Since a young woman I have been documenting myself through self-portraiture. It wasn’t just showing myself – it was knowing and self-discovery – an interaction between me and myself.
I’ve experienced a number of emotional breakthroughs examining myself with my cameras. The use of a SX-70 with Color Polaroid film started in the late 1970’s. I was an admirer of Yukio Mishima who made his health stronger with an oriental exercise practice after illness. The Japanese photographer, Eikoh Hosoe, collaborated with him on a series of photographs. I shot myself with a French beret to identify myself as an artist and then holding an image of Mishima wearing a Japanese coat, I made a second self-portrait to connect me to the image’s vibrant awareness.
I was conflicted about my identity as I wanted to live a Bohemian life yet continue to be recognized for modeling and the good looks that brought income and opportunities. The uniform of black clothes, sneakers and ball caps ruled in the 80’s art world and my feminine style and charm became a stifling hindrance. Little Miss Point Pleasant runner up, queen of freshman and sophomore proms, Miss Ocean County Fair, groomed for Miss America, didn’t fit in. I had begun to establish a place in the art and photo teaching world at Otis/Parsons, in Los Angeles and took a class in performance art with Rachel Rosenthal, to be prodded to take more risk. I always had my hair long and decided to get a buzz cut.

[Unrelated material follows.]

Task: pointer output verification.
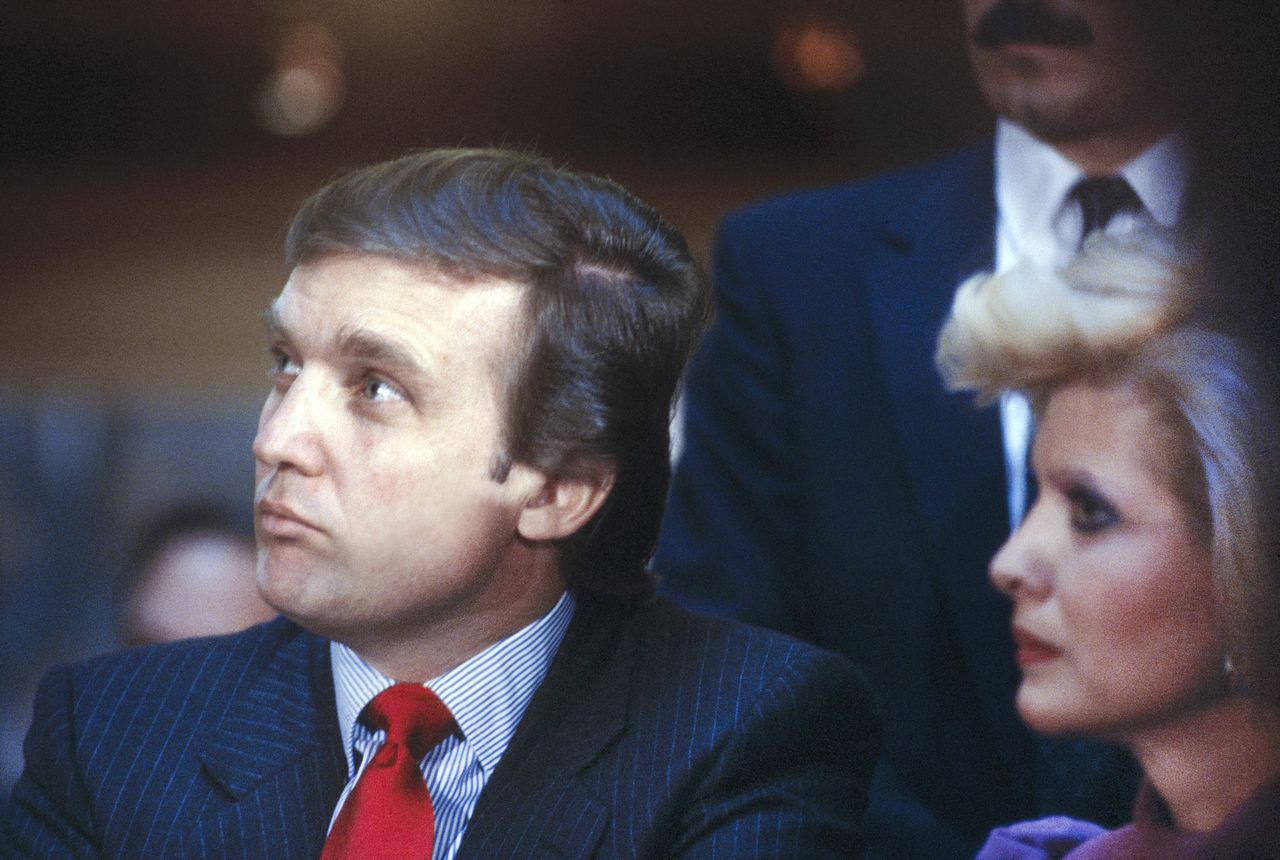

The result was surprising and I reached for my camera and then scratching and remaking my image on the Polaroid’s malleable surface. I wanted to distort my pretty face to find a new self. This film’s properties let me penetrate it with a match and pen point to further explore interior longings. Seeing the effects such as dents and bubbles, is transforming. I gained some distance from my visual look that had at one time sustained me. I gained new control. Living in Hollywood on the same street as the photographer, Robert Frank when he was in town I sometimes imagined his shadow hovering though I never saw him. His road trip images beckoned me to find my own map. I made myself into a woman with an aura over my head, totally removed my face at one point, and crumbled the plastic surface of a self-portrait expressing the void I was feeling during my divorce. . Experiments with Polaroid offered an imprint, a fissure, and a moment of exchange.
Linda Troeller
Linda Troeller’s books and exhibitions focus on women, sexuality, community. Living in the Chelsea Hotel, Schiffer, 2015 won an IPA Book Award, 2016 and she had an exhibition at Leica Gallery Los Angeles, 2019 with updated shoots. One image debuted at the National Soho Group Photo Exhibition, New York March 2021. An excerpt of “Self-Reflection,” was exhibited at Griffin Museum, 2018. Her book with interviews with Marion Schneider, Erotic Lives of Women, Scalo, 1998 was reviewed as one of the “most gutsy and imaginative books of the decade,” NYTimes. Daylight published, Orgasm, 2014 was also printed in German with a European book tour. Troeller’s house caught fire on Easter 2016 and she escaped but with the home destroyed along with much of her archive. She received grants to re-photograph valued images which were a focus in her 2019 “NY-Apolda” retrospective. She has won many awards including Woman of Achievement , Douglass College for her TB-AIDS DIARY, photo-collages in Color Polaroid that helped prevent discriminative stamping of HIV in passports and now is part of the 50 Years of Photography Show at The Photographer’s Gallery, London, 2021 and her newest work will be featured in Salzburg’s Fotohof’s 40th Anniversary, November 2021.